By analyzing the genome of D. zingiberensis, DzinCYP90G6 and DzinCYP94D144 were identified as cholesterol C-16,22-dihydroxylase and C-26 hydroxylase candidates, respectively. To identify the function of DzinCYP90G6, VvCPR (CPR from Vitis vinifera) with the PGK1 promoter and ADH1 terminator and DzinCYP90G6 with the TEF1 promoter and CYC1 terminator were integrated into the Gal7 site of strain DG-Cho, as described previously, to obtain strain DG001. Then, DzinCYP94D144 with the PGK1 promoter and ADH1 terminator was integrated into the ADH1 site of strain DG001. Strain DG002 was then developed to identify the function of DzinCYP94X, and the resultant strain was able to convert cholesterol to diosgenin.
Fermentation
Engineered yeast strains were grown in SD medium containing 2% glucose and lacking leucine, uracil, tryptophan, and histidine, as appropriate (Dai et al., 2013). All strains were first inoculated into 15-ml culture tubes containing 2 ml medium and grown at 30°C and 250 rpm to an optical density at 600 nm (OD600) of approximately 2.0. Flasks (250 ml) containing 15 ml medium were then inoculated with the seed cultures to an OD600 of 0.05. Strains were grown at 30°C and 250 rpm. After 30 h cultivation, cells were collected from fermentation culture via centrifugation, washed twice, resuspended in SD medium containing 2% galactose, and allowed to culture for 90 h. OD600 values were measured using a Shimadzu UV-2550 spectrophotometer.
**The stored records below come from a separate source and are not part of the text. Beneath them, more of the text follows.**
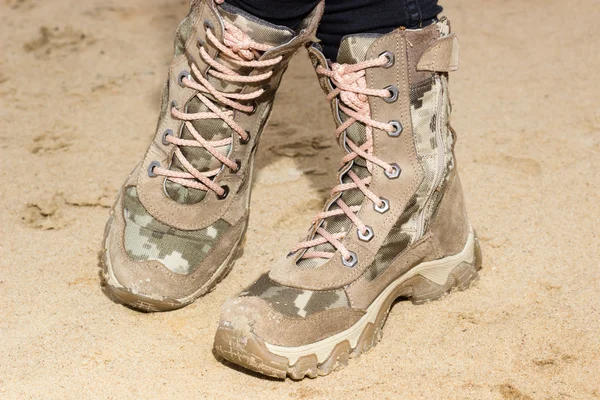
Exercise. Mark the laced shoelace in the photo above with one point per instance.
(239, 49)
(350, 85)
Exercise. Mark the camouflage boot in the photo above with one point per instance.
(395, 225)
(181, 215)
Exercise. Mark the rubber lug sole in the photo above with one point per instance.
(244, 348)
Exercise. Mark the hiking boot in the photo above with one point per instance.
(180, 217)
(395, 225)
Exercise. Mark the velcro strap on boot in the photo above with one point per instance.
(441, 56)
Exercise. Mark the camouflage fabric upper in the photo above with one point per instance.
(430, 111)
(215, 129)
(353, 49)
(295, 302)
(147, 239)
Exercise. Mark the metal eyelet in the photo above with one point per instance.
(225, 193)
(397, 128)
(245, 141)
(393, 94)
(266, 88)
(238, 164)
(168, 132)
(395, 171)
(183, 74)
(384, 208)
(390, 57)
(151, 167)
(352, 262)
(367, 236)
(254, 108)
(208, 25)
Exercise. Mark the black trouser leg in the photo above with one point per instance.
(345, 17)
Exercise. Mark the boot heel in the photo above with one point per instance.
(460, 278)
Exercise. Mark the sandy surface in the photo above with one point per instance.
(80, 84)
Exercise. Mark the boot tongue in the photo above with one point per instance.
(260, 31)
(354, 48)
(215, 129)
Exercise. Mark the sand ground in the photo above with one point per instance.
(80, 84)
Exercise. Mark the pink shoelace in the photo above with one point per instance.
(351, 86)
(240, 50)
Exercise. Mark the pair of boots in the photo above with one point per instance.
(394, 226)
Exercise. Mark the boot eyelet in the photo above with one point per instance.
(266, 88)
(352, 261)
(151, 167)
(391, 59)
(168, 132)
(393, 94)
(254, 108)
(183, 74)
(366, 236)
(238, 164)
(245, 141)
(225, 193)
(397, 128)
(395, 173)
(384, 208)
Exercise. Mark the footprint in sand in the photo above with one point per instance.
(20, 4)
(306, 148)
(48, 143)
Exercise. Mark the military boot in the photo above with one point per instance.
(182, 213)
(394, 226)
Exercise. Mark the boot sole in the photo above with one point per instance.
(425, 282)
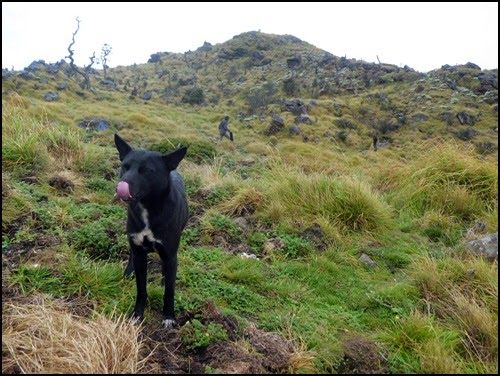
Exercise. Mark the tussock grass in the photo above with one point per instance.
(347, 203)
(448, 178)
(43, 337)
(464, 293)
(30, 144)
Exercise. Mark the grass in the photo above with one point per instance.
(429, 305)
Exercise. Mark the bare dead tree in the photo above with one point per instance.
(105, 51)
(74, 68)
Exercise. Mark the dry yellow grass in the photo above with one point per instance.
(43, 337)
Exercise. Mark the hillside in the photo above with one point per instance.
(306, 249)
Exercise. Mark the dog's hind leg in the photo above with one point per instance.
(169, 270)
(140, 257)
(130, 267)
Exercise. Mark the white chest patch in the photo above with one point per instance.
(138, 237)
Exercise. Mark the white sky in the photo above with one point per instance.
(421, 35)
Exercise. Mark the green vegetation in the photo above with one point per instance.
(307, 207)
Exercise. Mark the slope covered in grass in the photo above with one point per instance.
(308, 209)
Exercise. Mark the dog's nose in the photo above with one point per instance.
(123, 190)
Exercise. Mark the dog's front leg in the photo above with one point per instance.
(140, 258)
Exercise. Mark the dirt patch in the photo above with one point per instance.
(62, 184)
(246, 351)
(362, 356)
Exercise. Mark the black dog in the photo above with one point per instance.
(157, 214)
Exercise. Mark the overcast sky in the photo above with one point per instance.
(421, 35)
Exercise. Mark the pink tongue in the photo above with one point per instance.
(123, 191)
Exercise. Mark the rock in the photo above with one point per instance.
(248, 255)
(51, 96)
(6, 74)
(294, 130)
(418, 118)
(472, 66)
(295, 106)
(466, 134)
(419, 88)
(293, 62)
(491, 97)
(27, 75)
(486, 246)
(154, 58)
(277, 120)
(272, 244)
(277, 124)
(94, 124)
(303, 119)
(35, 65)
(242, 223)
(367, 261)
(109, 83)
(488, 81)
(314, 234)
(205, 47)
(55, 67)
(464, 118)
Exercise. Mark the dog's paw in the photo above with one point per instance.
(168, 323)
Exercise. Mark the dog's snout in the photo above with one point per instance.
(123, 190)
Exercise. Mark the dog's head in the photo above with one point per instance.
(144, 172)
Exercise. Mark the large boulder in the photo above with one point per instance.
(294, 62)
(35, 65)
(487, 246)
(94, 124)
(295, 106)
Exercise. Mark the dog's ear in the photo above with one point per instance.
(122, 146)
(173, 159)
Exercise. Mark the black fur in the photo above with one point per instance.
(157, 190)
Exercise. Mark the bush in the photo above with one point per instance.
(290, 87)
(345, 123)
(198, 151)
(194, 95)
(260, 96)
(102, 239)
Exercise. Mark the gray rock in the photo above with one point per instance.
(464, 118)
(294, 130)
(303, 119)
(418, 118)
(35, 65)
(154, 58)
(94, 124)
(110, 84)
(487, 246)
(51, 96)
(242, 223)
(277, 120)
(293, 62)
(367, 261)
(295, 106)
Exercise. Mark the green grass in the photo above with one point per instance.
(429, 305)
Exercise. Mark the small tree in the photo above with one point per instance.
(105, 51)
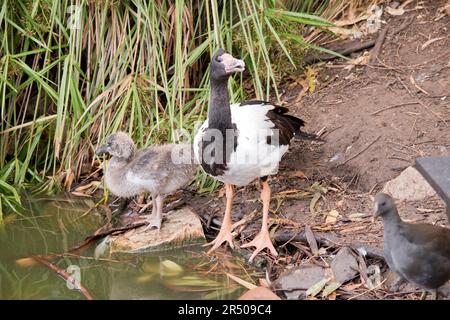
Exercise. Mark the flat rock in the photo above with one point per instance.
(344, 265)
(180, 228)
(410, 185)
(297, 280)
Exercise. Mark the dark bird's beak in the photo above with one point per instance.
(101, 150)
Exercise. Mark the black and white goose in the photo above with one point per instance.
(241, 142)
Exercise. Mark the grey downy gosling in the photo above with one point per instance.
(130, 172)
(418, 253)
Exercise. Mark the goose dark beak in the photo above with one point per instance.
(237, 66)
(101, 150)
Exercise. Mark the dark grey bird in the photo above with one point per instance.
(161, 170)
(418, 253)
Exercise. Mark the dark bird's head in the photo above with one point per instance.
(118, 145)
(224, 65)
(383, 205)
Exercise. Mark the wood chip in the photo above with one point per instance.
(426, 44)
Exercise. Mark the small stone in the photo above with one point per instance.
(345, 266)
(409, 186)
(299, 279)
(181, 227)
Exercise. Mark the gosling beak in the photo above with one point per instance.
(101, 150)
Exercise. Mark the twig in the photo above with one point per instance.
(403, 26)
(378, 45)
(346, 49)
(361, 151)
(64, 275)
(393, 106)
(367, 291)
(300, 236)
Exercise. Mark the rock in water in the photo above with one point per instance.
(181, 227)
(344, 265)
(296, 281)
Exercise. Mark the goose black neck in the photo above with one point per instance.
(219, 114)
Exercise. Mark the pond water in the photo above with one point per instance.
(55, 225)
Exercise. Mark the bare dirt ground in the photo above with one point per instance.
(377, 120)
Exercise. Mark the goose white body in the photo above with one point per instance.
(253, 156)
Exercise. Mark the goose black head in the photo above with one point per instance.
(383, 205)
(118, 145)
(224, 64)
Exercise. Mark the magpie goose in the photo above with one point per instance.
(241, 142)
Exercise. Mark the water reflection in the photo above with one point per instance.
(54, 225)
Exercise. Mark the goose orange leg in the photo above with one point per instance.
(262, 239)
(225, 231)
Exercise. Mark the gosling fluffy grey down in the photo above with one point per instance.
(130, 172)
(419, 253)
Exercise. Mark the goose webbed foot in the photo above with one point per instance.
(434, 294)
(261, 242)
(223, 236)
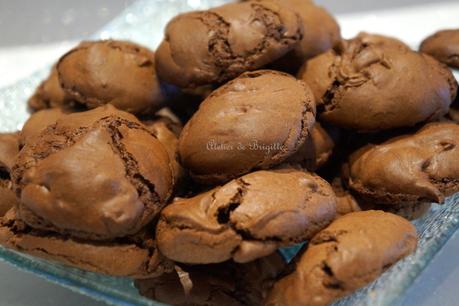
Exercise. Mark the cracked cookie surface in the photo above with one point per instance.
(375, 83)
(422, 167)
(347, 255)
(49, 94)
(134, 256)
(224, 284)
(113, 72)
(9, 148)
(216, 45)
(443, 46)
(88, 176)
(255, 121)
(247, 218)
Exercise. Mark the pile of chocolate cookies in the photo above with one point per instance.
(254, 126)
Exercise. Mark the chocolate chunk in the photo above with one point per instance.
(444, 46)
(216, 45)
(39, 121)
(315, 151)
(253, 122)
(247, 218)
(373, 84)
(9, 148)
(349, 254)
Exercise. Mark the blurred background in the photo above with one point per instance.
(35, 33)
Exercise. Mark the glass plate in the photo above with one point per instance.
(143, 22)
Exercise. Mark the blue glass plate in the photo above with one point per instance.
(144, 22)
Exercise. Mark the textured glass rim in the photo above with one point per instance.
(389, 289)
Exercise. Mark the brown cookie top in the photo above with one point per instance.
(113, 72)
(321, 33)
(247, 218)
(88, 176)
(216, 45)
(225, 284)
(134, 256)
(444, 46)
(253, 122)
(422, 167)
(350, 253)
(9, 148)
(39, 121)
(165, 131)
(373, 84)
(315, 151)
(345, 201)
(48, 94)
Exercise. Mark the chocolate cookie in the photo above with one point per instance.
(88, 176)
(347, 255)
(411, 169)
(113, 72)
(321, 33)
(218, 284)
(345, 201)
(371, 85)
(444, 46)
(253, 122)
(167, 131)
(9, 148)
(134, 256)
(39, 121)
(453, 113)
(48, 94)
(247, 218)
(217, 45)
(315, 151)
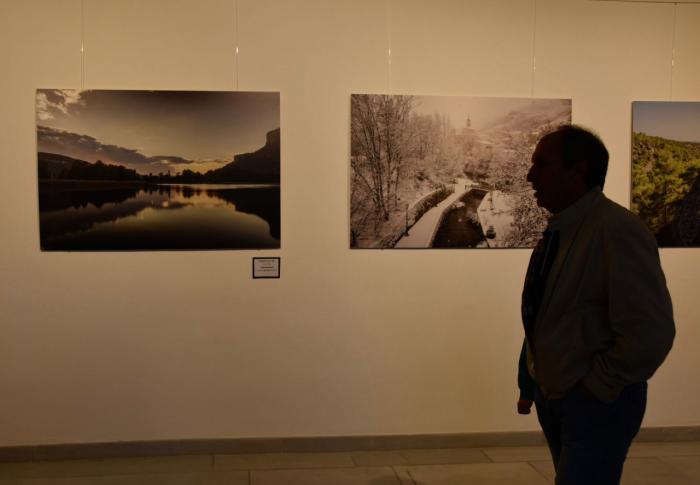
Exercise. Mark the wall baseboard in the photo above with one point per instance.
(124, 449)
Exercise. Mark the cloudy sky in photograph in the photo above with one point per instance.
(155, 131)
(674, 120)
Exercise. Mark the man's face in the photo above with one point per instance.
(556, 186)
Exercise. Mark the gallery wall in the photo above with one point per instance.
(117, 346)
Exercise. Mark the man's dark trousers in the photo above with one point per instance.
(589, 438)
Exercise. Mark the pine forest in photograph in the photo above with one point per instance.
(158, 170)
(666, 170)
(446, 172)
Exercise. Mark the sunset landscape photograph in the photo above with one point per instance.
(158, 170)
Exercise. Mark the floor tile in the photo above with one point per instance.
(282, 460)
(444, 456)
(471, 474)
(677, 448)
(652, 471)
(686, 465)
(545, 468)
(637, 471)
(378, 458)
(337, 476)
(186, 478)
(117, 466)
(517, 453)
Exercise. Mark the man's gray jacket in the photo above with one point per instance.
(606, 317)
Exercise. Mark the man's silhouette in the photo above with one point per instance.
(597, 315)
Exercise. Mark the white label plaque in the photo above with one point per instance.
(266, 267)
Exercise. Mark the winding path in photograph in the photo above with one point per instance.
(420, 235)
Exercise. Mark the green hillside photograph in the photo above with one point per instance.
(666, 170)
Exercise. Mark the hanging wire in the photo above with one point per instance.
(388, 38)
(82, 45)
(673, 49)
(534, 41)
(236, 60)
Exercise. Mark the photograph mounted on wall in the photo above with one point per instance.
(666, 170)
(158, 170)
(446, 172)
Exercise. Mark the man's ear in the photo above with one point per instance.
(580, 168)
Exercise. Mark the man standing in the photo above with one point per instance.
(597, 314)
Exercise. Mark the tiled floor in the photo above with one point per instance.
(676, 463)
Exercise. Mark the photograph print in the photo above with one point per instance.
(158, 170)
(446, 172)
(666, 170)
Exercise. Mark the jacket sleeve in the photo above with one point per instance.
(639, 311)
(525, 382)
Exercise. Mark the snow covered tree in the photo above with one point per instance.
(380, 135)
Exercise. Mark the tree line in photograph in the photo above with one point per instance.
(666, 188)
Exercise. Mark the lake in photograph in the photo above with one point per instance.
(122, 170)
(112, 216)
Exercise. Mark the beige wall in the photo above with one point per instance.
(170, 345)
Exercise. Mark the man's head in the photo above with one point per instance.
(566, 164)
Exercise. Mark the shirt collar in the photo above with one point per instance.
(576, 211)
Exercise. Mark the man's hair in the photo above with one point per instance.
(579, 143)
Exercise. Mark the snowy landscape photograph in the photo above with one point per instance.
(446, 172)
(666, 170)
(158, 170)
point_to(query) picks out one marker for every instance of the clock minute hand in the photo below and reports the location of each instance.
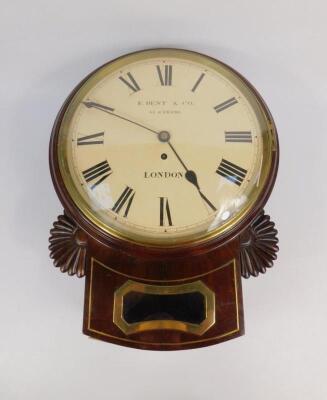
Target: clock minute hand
(110, 110)
(192, 178)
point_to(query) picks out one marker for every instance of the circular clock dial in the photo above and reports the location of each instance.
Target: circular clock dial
(165, 147)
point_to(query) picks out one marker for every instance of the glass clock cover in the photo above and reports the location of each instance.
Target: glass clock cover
(165, 147)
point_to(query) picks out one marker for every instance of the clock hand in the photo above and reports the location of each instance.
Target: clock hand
(164, 137)
(192, 178)
(109, 110)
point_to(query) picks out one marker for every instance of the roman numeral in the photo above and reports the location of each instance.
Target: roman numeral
(225, 104)
(165, 216)
(130, 82)
(231, 172)
(197, 83)
(238, 136)
(98, 170)
(126, 198)
(88, 139)
(167, 76)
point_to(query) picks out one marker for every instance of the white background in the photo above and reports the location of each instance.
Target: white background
(46, 49)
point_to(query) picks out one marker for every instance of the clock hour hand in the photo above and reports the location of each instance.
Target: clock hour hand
(110, 110)
(192, 178)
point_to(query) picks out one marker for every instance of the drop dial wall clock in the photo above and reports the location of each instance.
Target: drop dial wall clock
(163, 160)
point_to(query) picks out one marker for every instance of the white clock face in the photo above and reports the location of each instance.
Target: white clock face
(165, 147)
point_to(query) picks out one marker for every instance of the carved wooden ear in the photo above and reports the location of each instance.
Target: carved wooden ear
(68, 246)
(258, 246)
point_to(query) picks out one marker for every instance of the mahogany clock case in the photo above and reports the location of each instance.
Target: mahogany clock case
(162, 265)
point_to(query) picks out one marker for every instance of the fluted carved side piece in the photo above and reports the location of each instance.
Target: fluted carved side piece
(258, 246)
(68, 246)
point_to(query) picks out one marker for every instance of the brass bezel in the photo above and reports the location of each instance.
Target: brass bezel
(270, 143)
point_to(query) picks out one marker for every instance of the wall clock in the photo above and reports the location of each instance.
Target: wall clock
(163, 160)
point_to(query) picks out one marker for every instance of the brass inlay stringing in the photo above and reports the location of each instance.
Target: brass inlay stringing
(132, 286)
(127, 340)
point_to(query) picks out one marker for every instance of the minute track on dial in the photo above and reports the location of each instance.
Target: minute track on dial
(190, 175)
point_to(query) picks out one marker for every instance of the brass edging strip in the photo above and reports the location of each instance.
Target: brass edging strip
(164, 343)
(183, 326)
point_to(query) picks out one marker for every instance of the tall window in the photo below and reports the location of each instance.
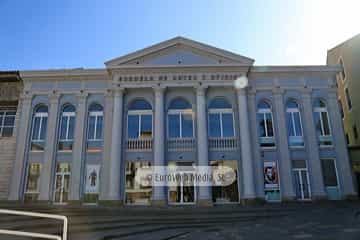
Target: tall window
(39, 128)
(342, 69)
(33, 182)
(265, 123)
(7, 121)
(322, 123)
(180, 119)
(348, 99)
(139, 120)
(95, 127)
(294, 125)
(221, 119)
(341, 109)
(67, 126)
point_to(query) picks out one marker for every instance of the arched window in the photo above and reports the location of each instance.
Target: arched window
(139, 119)
(265, 123)
(67, 126)
(180, 119)
(322, 123)
(294, 125)
(95, 127)
(221, 119)
(39, 126)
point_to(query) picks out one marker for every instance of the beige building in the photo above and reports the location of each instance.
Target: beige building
(10, 86)
(347, 54)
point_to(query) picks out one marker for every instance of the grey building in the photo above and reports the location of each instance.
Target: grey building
(84, 133)
(347, 55)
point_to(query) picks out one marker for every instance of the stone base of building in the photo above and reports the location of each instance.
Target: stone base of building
(159, 203)
(204, 203)
(111, 203)
(351, 197)
(252, 201)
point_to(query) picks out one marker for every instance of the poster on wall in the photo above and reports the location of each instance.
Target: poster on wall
(92, 179)
(271, 180)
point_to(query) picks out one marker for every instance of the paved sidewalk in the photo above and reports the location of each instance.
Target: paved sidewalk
(329, 220)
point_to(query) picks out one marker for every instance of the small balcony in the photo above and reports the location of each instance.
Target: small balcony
(181, 144)
(139, 145)
(230, 143)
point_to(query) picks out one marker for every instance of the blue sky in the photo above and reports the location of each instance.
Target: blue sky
(68, 34)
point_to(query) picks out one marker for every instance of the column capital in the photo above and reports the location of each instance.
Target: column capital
(201, 90)
(278, 91)
(54, 97)
(159, 89)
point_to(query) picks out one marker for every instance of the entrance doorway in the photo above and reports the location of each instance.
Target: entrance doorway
(62, 180)
(183, 190)
(301, 181)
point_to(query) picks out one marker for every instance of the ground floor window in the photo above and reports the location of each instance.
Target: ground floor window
(183, 190)
(301, 180)
(330, 176)
(92, 182)
(229, 193)
(33, 182)
(62, 182)
(135, 193)
(271, 181)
GC-MS analysis of cholesterol and its hydroxyl products
Gas chromatography-mass spectrometry (GC-MS) analysis was performed with the following adaptations. Cells were collected from fermentation culture via centrifugation. The mixed solution (600 μl; acetone:methanol = 1:1) was added to the tube and crushed using a BeadBeater (BioSpec, USA) three times. The samples were then centrifuged at 10 000 g for 1 min, and 1 μl of supernatant was analyzed by GC-MS using an Agilent Technologies 5975C Inert xl MSD with Triple-Axis Detector equipped with an HP-5ms (30 m × 0.25 mm × 0.5 μm) GC column. Compound separation was achieved with an injector temperature of 300°C and a 36-min temperature gradient program for GC separation starting at 240°C for 5 min, followed by heating the column to 300°C at 10°C min−1 and a final constant hold at 300°C for 25 min. Mass detection was achieved with electric ionization using SIM scan mode with diagnostic ions monitored as follows: m/z 69, m/z 139, m/z 282, and m/z 414. Cholesterol and diosgenin samples purchased from Yuanye (Shanghai, China) were used as standards.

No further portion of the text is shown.